Shares of ITC Ltd (NSE:ITC) are outperforming the Nifty 50 today, trading at ₹321.45, up 0.89%, while the index slipped 0.51%. The movement likely to follow the company’s Q3 FY26 results and an interim dividend of ₹6.50 per share. Investors and brokers are evaluating the impact of ITC’s revenue growth across FMCG, cigarettes, agri, and paper segments, alongside recent changes in tax policies affecting the tobacco industry.
Q3 FY26 Financial Performance
ITC posted consolidated gross revenue of ₹7,1% YoY, driven by double-digit growth in FMCG-Others (+12.6%) and continued momentum in its cigarette business (+8.2%). Profit Before Tax (PBT) rose 8.8% YoY, while PAT increased 9.9% YoY. Standalone performance mirrored this trend, with gross revenue up 6.3%, EBITDA up 7.6% YoY (ex-paper up 8.3%), and PAT up 6.8% YoY. EBITDA margin improved to 35.1%, expanding 50 basis points compared to the previous year.
Segmental Growth Highlights
FMCG-Others: Revenue grew 11% YoY with EBITDA margins up 145 bps. Growth spanned staples, biscuits, noodles, dairy, premium personal wash, homecare, and agarbattis. The digital-first and organic portfolio surged 60% YoY, supporting broad-based performance.

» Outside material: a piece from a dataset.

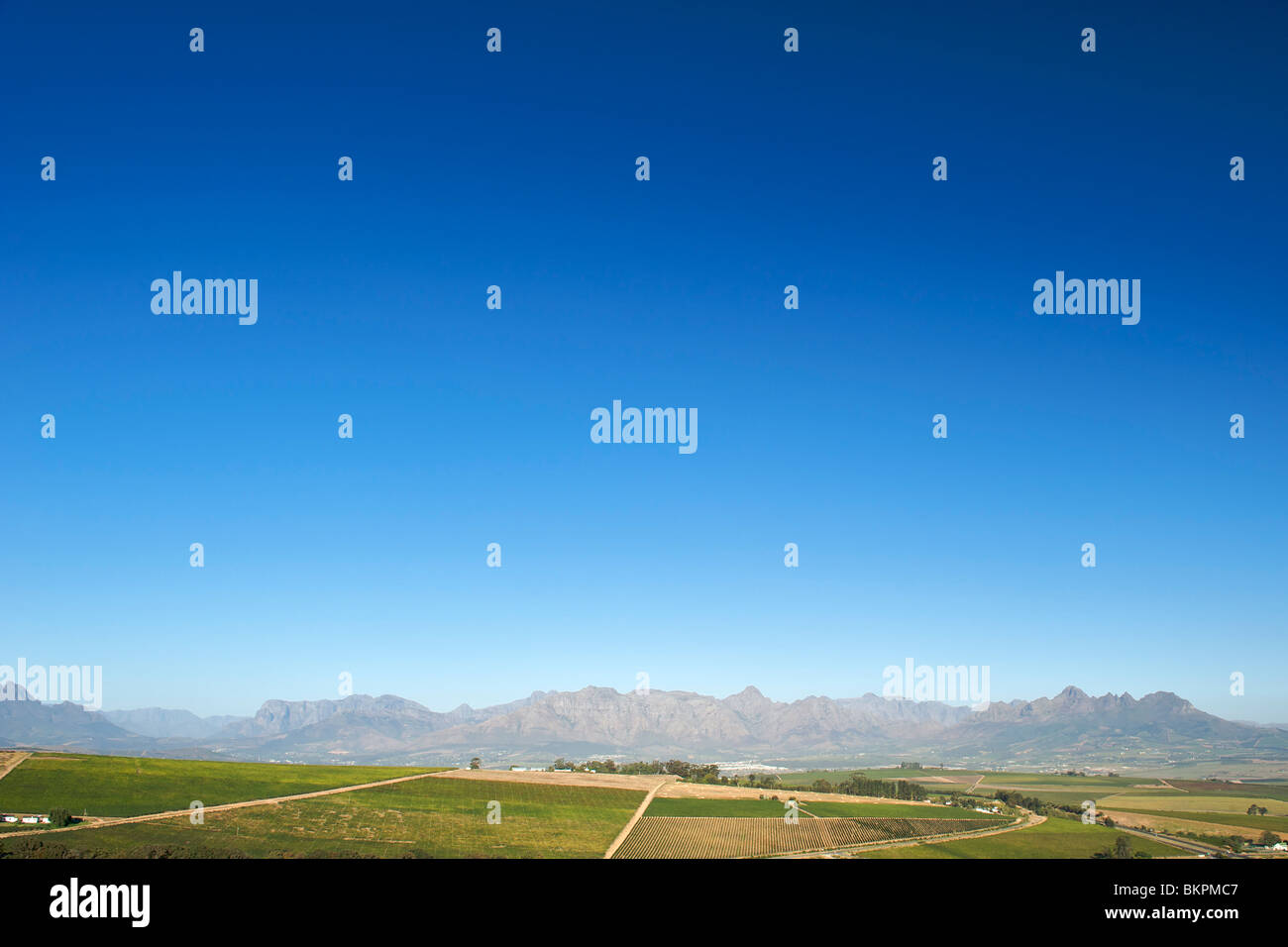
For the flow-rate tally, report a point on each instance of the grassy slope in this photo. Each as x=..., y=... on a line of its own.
x=768, y=808
x=1056, y=838
x=441, y=817
x=129, y=787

Cigarette Business: Volume-led growth continued, with net revenue up 7.9% YoY, supported by differentiated and premium offerings. Legal industry volume recovery was aided by stable taxes and enforcement actions against illicit trade. However, upcoming tax hikes from February 1, 2026, could impact margins and create challenges for local farmers and retailers.
Agri and Paper: Agri business revenue increased 6.3% YoY, led by value-added products such as coffee, spices, and marine products. Paper segment underlying profits rose 11% YoY, despite higher wood prices and low-priced imports. Packaging and printing performance also improved, driven by flexibles and cartons.
Broker Sentiments Mixed
Broker reactions to ITC’s performance were varied:
- Centrum Broking: Neutral, target ₹355.
- Edelweiss Capital: Hold, target ₹365.
- Axis Capital: Reduce, target ₹325.
- PhillipCapital India: Buy, target ₹380.
This divergence reflects differing perspectives on the impact of upcoming cigarette tax hikes, FMCG growth sustainability, and challenges in paper imports.
Dividend and Investor Takeaways
The board declared an interim dividend of ₹6.50 per share for FY26, providing immediate returns for shareholders. Robust performance across FMCG-Others, tobacco, agri, and paper segments supports the company’s diversified revenue base, even as regulatory and taxation pressures remain a key focus area.